Many enterprises have moved toward a model in which clusters are managed by IT teams, and multiple application teams share clusters. These larger enterprises need multiuser access to each cluster in Azure HDInsight.
HDInsight relies on a popular identity provider--Active Directory--in a managed way. By integrating HDInsight with Azure Active Directory Domain Services (Azure AD DS), you can access the clusters by using your domain credentials.
The virtual machines (VMs) in HDInsight are domain joined to your provided domain. So, all the services running on HDInsight (Ambari, Hive server, Ranger, Spark thrift server, and others) work seamlessly for the authenticated user. Administrators can then create strong authorization policies by using Apache Ranger to provide role-based access control for resources in the cluster.
Integrate HDInsight with Active Directory
Open-source Hadoop relies on Kerberos for authentication and security. Therefore, HDInsight cluster nodes are domain-joined to a domain that's managed by Azure AD DS. Kerberos security is configured for the Hadoop components on the cluster.
For each Hadoop component, a service principal is created automatically. A corresponding machine principal is also created for each machine that's joined to the domain. To store these service and machine principals, you must provide an organizational unit (OU) within the domain controller (Azure AD DS), where these principals are placed.
To summarize, you need to set up an environment with:
- An Active Directory domain (managed by Azure AD DS).
- Secure LDAP (LDAPS) enabled in Azure AD DS.
- Proper networking connectivity from the HDInsight virtual network to the Azure AD DS virtual network, if you choose separate virtual networks for them. A VM inside the HDInsight virtual network should have a line of sight to Azure AD DS through virtual network peering. If HDInsight and Azure AD DS are deployed in the same virtual network, the connectivity is automatically provided and no further action is needed.
- An OU created on Azure AD DS.
- A service account that has permissions to:
- Create service principals in the OU.
- Join machines to the domain and create machine principals in the OU.
The following screenshot shows an OU created in contoso.com. It also shows some of the service principals and machine principals.
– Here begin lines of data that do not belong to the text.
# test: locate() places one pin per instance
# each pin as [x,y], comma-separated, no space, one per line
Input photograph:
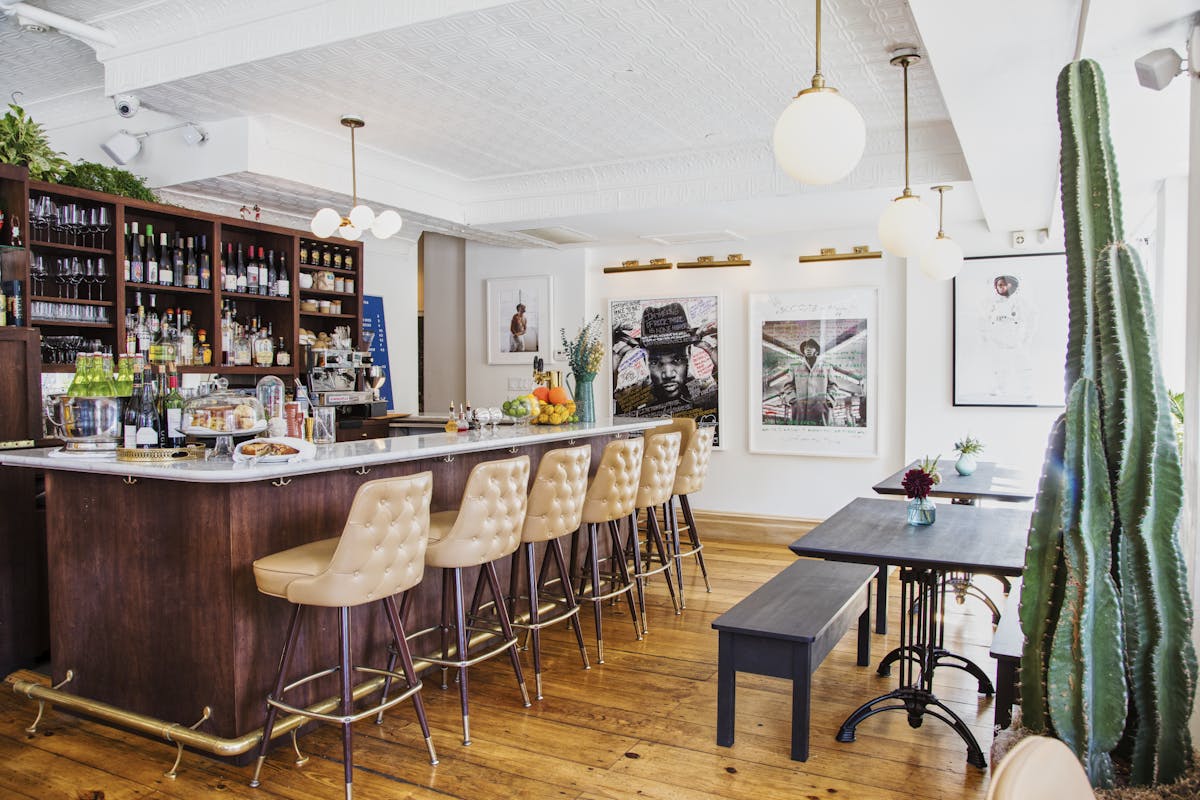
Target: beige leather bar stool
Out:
[486,527]
[659,463]
[379,554]
[610,499]
[556,509]
[694,456]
Set up different domain controllers
HDInsight currently supports only Azure AD DS as the main domain controller that the cluster uses for Kerberos communication. But other complex Active Directory setups are possible, as long as such a setup leads to enabling Azure AD DS for HDInsight access.
Azure Active Directory Domain Services
Azure AD DS provides a managed domain that's fully compatible with Windows Server Active Directory. Microsoft takes care of managing, patching, and monitoring the domain in a highly available (HA) setup. You can deploy your cluster without worrying about maintaining domain controllers.
Users, groups, and passwords are synchronized from Azure Active Directory (Azure AD). The one-way sync from your Azure AD instance to Azure AD DS enables users to sign in to the cluster by using the same corporate credentials.
For more information, see Configure domain-joined HDInsight clusters using Azure AD DS.
On-premises Active Directory or Active Directory on IaaS VMs
If you have an on-premises Active Directory instance or more complex Active Directory setups for your domain, you can sync those identities to Azure AD by using Azure AD Connect. You can then enable Azure AD DS on that Active Directory tenant.
Because Kerberos relies on password hashes, you'll need to enable password hash sync on Azure AD DS. If you're using federation with Active Directory Federation Services (AD FS), you can optionally set up password hash sync as a backup in case your AD FS infrastructure fails. For more information, see Enable password hash sync with Azure AD Connect sync.
Using on-premises Active Directory or Active Directory on IaaS VMs alone, without Azure AD and Azure AD DS, is not a supported configuration for domain-joined HDInsight clusters.